PatchSiren

PatchSiren cyber security CVE debrief

CVE-2023-3019 Redhat CVE debrief

CVE-2023-3019 is a denial-of-service vulnerability in QEMU’s e1000e NIC emulation. The flaw is described as a DMA reentrancy issue that can lead to a use-after-free condition. In affected environments, a privileged guest user may be able to crash the QEMU process on the host. The practical impact is host-side service disruption rather than direct data compromise, but virtualization platforms that rely on QEMU should treat it as important patching debt, especially when guests are trusted to exercise advanced device paths.

Vendor
Redhat
Product
CVE-2023-3019
CVSS
MEDIUM 6
CISA KEV
Not listed in stored evidence
Original CVE published
2023-07-24
Original CVE updated
2026-05-12
Advisory published
2023-07-24
Advisory updated
2026-05-12

Who should care

Organizations running QEMU-based virtualization stacks, including hosts that expose the e1000e virtual NIC to guests. This includes infrastructure teams, cloud/virtualization operators, and downstream users of vendor-packaged QEMU such as Red Hat-supported environments referenced in the advisories.

Technical summary

NVD and vendor references describe CVE-2023-3019 as a use-after-free in QEMU’s e1000e emulation caused by DMA reentrancy. The CVSS vector is CVSS:3.1/AV:L/AC:L/PR:H/UI:N/S:C/C:N/I:N/A:H, indicating local access with high privileges inside the guest and a host availability impact. NVD maps the weakness to CWE-416. The affected upstream QEMU range is identified as versions before 8.2.0, and Red Hat advisories reference downstream fixes for supported enterprise Linux releases.

Defensive priority

Medium. The issue requires privileged guest activity, but it can terminate the host-side QEMU process and disrupt virtual machines. Prioritize remediation on virtualization hosts that use the e1000e device model or that aggregate many workloads on shared hypervisors.

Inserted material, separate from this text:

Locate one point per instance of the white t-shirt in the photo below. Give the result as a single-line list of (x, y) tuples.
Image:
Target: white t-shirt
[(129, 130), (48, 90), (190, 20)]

Recommended defensive actions

  • Upgrade QEMU to a version that includes the fix, with NVD indicating the vulnerable upstream range ends before 8.2.0.
  • Apply the relevant vendor security updates and errata for supported Red Hat Enterprise Linux environments referenced in the advisory set.
  • Review whether your workloads actually need the e1000e virtual NIC emulation path, and track vendor guidance for product-specific mitigation or package updates.
  • Validate host patch status across all hypervisors, not just a sample subset, because the impact is process-level denial of service on the QEMU host process.

Evidence notes

The NVD record and CVE references describe a QEMU e1000e NIC emulation use-after-free caused by DMA reentrancy. The CVSS vector reflects host availability impact with high guest privileges required. Red Hat security pages, errata, and Bugzilla issue 2222351 provide downstream advisory and patch-tracking evidence, while the official CVE record and NVD detail page serve as primary public references. The source item is marked Modified on 2026-05-12, but the CVE publication date remains 2023-07-24.

Official resources

Publicly disclosed in the CVE record on 2023-07-24; the NVD source item was last modified on 2026-05-12.